El turbante “olímpico” va más allá de un adorno o una prenda

El turbante ha estado presente por decenas de años en el pueblo afroecuatoriano, especialmente en las mujeres. Sin embargo, esta prenda llamó la atención y despertó curiosidad en muchos cuando las destacadas halteristas Neisi Dajomes Barrera y Tamara Salazar Arce lo portaron durante su participación en los Juegos Olímpicos “Tokio 2020+1”.

El turbante, además de lucir llamativo en la cabeza de una ciudadana afroecuatoriana, tiene mucho significado para las mujeres de este pueblo.

“Es uno de los símbolos o de los elementos de la identidad cultural no solo a nivel del país, sino de los afrodescendientes a nivel mundial. Representa empoderamiento, representa fortaleza y, también, ancestralidad”, mencionó Iliana Carabalí, quien es coordinadora comunitaria en la Red de Jóvenes Afroecuatorianos del Territorio Ancestral.

La joven lideresa “afro” también explicó que, dependiendo del lugar y quien lo porte, se lo puede llevar de diferentes formas.

Por ejemplo, en varias tribus africanas las mujeres que desempeñan un rol importante o son reinas, portan un turbante muy grande como si se asemejara a una corona.
Ya dentro del Territorio Ancestral (Chota, Salinas, La Concepción y Guallupe), las adultas mayores lo utilizan de la forma más común. Se cubren con él toda la cabeza y hacen una especie de nudo o lazo en la parte posterior.

Normalmente, el turbante lo utilizaban principalmente las mujeres mayores, pero a raíz de este proceso de empoderamiento, de participación de las mujeres, de la organización se ha ido incentivando para que las actuales generaciones también puedan utilizarlo.
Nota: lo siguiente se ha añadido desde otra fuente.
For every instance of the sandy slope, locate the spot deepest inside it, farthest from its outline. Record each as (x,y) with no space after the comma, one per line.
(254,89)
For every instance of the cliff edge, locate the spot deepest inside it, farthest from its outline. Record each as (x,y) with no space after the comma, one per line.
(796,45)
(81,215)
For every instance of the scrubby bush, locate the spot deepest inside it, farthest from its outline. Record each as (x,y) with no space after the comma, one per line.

Muchas lo hacen con ese sentido de pertenencia”, añadió Iliana, quien es experta en Desarrollo Territorial Rural.
Experimentada lideresa

Barbarita Lara, concepcioneña de 65 años de edad, es una de las experimentadas lideresas del pueblo afroecuatoriano, especialmente del que se asienta en el Territorio Ancestral. Barbarita habló con Diario EL NORTE sobre esta importante prenda.

Ella explicó que, al portar el turbante, la mujer afroecuatoriana y afrodescendiente muestra el orgullo de pertenencia, de tener ascendencia de origen africano.
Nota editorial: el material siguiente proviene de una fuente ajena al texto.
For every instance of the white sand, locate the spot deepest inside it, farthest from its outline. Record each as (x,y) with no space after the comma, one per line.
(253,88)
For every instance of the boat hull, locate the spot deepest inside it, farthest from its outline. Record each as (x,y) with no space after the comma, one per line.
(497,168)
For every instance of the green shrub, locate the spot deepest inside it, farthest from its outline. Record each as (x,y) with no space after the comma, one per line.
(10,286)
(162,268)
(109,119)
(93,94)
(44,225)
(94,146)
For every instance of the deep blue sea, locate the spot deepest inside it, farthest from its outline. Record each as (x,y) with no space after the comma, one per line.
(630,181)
“Se demuestra que no es una simple prenda, sino que es parte de aquellos saberes que vinieron con nuestros ancestros y fueron reproducidos y resumidos en esta diáspora”, añadió Barbarita, quien es una de las fundadoras de la Coordinadora Nacional de Mujeres Negras (Conamune).
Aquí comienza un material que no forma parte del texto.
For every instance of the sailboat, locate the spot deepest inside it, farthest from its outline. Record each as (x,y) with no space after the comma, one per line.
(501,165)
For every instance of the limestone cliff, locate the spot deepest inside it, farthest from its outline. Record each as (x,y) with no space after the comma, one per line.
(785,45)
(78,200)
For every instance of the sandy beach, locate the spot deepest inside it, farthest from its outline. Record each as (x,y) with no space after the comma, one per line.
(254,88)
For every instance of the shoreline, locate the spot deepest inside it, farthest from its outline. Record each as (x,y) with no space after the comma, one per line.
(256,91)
Para Lara, gracias a la dispersión de afrodescendientes por todo el continente americano, es visible el uso de esta prenda muy propia y arraigada en el pueblo “afro”.

Por otro lado, Barbarita considera que, las medallistas olímpicas Neisi Dajomes (medalla de oro) y Tamara Salazar (medalla de plata) son unas verdaderas embajadores del pueblo afroecuatoriano, ya que con orgullo lucieron esta prenda durante su participación.

Johanna Gonzalón Escobar es una joven afroecuatoriana apasionada con su cultura.

Escribió un libro denominado Ensortijadas, donde aborda temas como el cabello afro, las trenzas y los turbantes. La comunicadora social, describe a los turbantes de hermosos contrastes como insignia de lucha y empoderamiento en los que se guarda el tesoro oculto con la verdadera historia que han vivido.